Schools in the UAE closed for summer vacation by June-end. They will reopen only on August 29, while schools in Qatar will reopen earlier on August 14.
Airfares going north are common during school vacations. The Eid al-Adha season, too, contributed to a spurt in passengers to India, further fuelling the ticket fare hike.
Eid al-Adha falls in the second week of July, and offices in Gulf nations will be closed for a week ahead of the festival. This, too, has contributed to the heavy rush since several expats had to forgo their vacation during the past two peak COVID years. For them, school vacation and Eid al-Adha holidays coming together have provided an opportunity to visit their native places.
Those in the aviation sector said airfares to all destinations worldwide -- not just to India and Kerala -- from the Gulf countries have increased manifold. Tickets are not available in some sectors even if the passenger is willing to shell out any amount of money.
Rasheed Kunhipaaral, who runs the Fine Travel Agency in Thalassery, said tickets in the Dubai-Cairo sector are not available on the day before Eid. Those in the travel industry said the situation will continue till mid-July, when the festival holidays end and the flow of passengers will increase to the Gulf countries.
The reverse flow will increase the airfare to Gulf nations, making the vacation in Kerala and India an expensive affair. Airline officials pointed at the increase in aviation fuel as well, as a reason for the hike in airfare.
Trap by travel agencies
Another reason for the increased fare is the International Air Transport Association (IATA)-recognised travel agencies purchasing "group tickets." Agencies book tickets in bulk, often all seats, during school vacations in the Gulf and in Kerala, aiming to cash in on the high demand for tickets. The purchase of "group tickets" shoots up the price of tickets available online.
The agencies later sell the tickets for a huge profit. However, "group tickets" will be available for a slightly lesser price. For instance, if the airfare for Kannur to Dubai is Rs 24,000 online for July 4, group tickets of some agencies will be available for Rs 12,800.
Chartering a flight
Several chartered flights operate from the Gulf countries to Kerala considering the vacation rush. Such flights are planned from Doha to Kozhikode during July-August. But the fare will be almost the same.

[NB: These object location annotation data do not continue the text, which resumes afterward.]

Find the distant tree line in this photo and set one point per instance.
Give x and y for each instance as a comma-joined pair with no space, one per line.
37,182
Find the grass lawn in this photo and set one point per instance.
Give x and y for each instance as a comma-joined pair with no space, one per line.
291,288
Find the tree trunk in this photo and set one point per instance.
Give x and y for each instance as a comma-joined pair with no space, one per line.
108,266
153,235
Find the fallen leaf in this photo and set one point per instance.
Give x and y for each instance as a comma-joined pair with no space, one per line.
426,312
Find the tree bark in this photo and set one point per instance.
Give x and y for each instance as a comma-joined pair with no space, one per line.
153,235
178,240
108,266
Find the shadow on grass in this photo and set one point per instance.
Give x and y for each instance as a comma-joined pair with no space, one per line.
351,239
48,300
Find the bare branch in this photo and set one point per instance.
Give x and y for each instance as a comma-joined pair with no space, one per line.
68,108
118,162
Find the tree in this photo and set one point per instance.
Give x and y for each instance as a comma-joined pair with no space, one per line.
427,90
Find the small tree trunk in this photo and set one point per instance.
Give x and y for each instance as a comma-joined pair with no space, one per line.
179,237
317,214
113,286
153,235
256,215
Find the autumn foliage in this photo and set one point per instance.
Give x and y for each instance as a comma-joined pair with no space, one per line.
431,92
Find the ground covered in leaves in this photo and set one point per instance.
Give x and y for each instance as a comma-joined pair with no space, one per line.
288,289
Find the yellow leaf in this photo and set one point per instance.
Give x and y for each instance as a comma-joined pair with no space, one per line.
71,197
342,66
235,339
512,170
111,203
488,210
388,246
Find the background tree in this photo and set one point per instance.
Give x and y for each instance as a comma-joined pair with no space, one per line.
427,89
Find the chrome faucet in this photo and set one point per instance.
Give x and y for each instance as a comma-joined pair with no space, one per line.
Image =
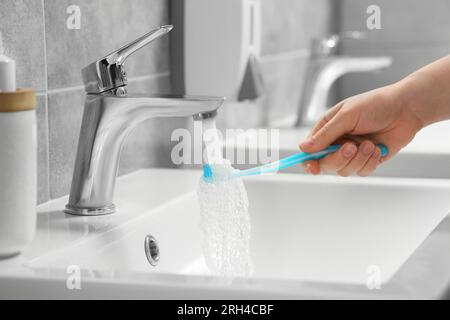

Rasheed Kunhipaaral said there is always an element of uncertainty over chartered flights getting the clearance of the General Directorate of Civil Aviation (GDCA). Clearance may be denied at the last moment, which would affect the plans of those flying home on short vacations. The uncertainty over clearance has reduced the number of chartered flights this season.
Solution: More flights
Azeez Thikkodi, president of the Malabar Development Forum - Kuwait Chapter, said the demand for more flights during the season is years old, and nothing has materialised. The current situation warrants more flights to Gulf nations, but no effort has been made to increase the schedules, he alleged.
Only Air India and IndiGo operate direct service to Kerala. Increasing the number of flights will bring relief to hundreds of expats in the Middle East. Thikkodi demanded a UADAN-like scheme, which caps the domestic airfare, should be rolled out to control the shooting fare of international flights.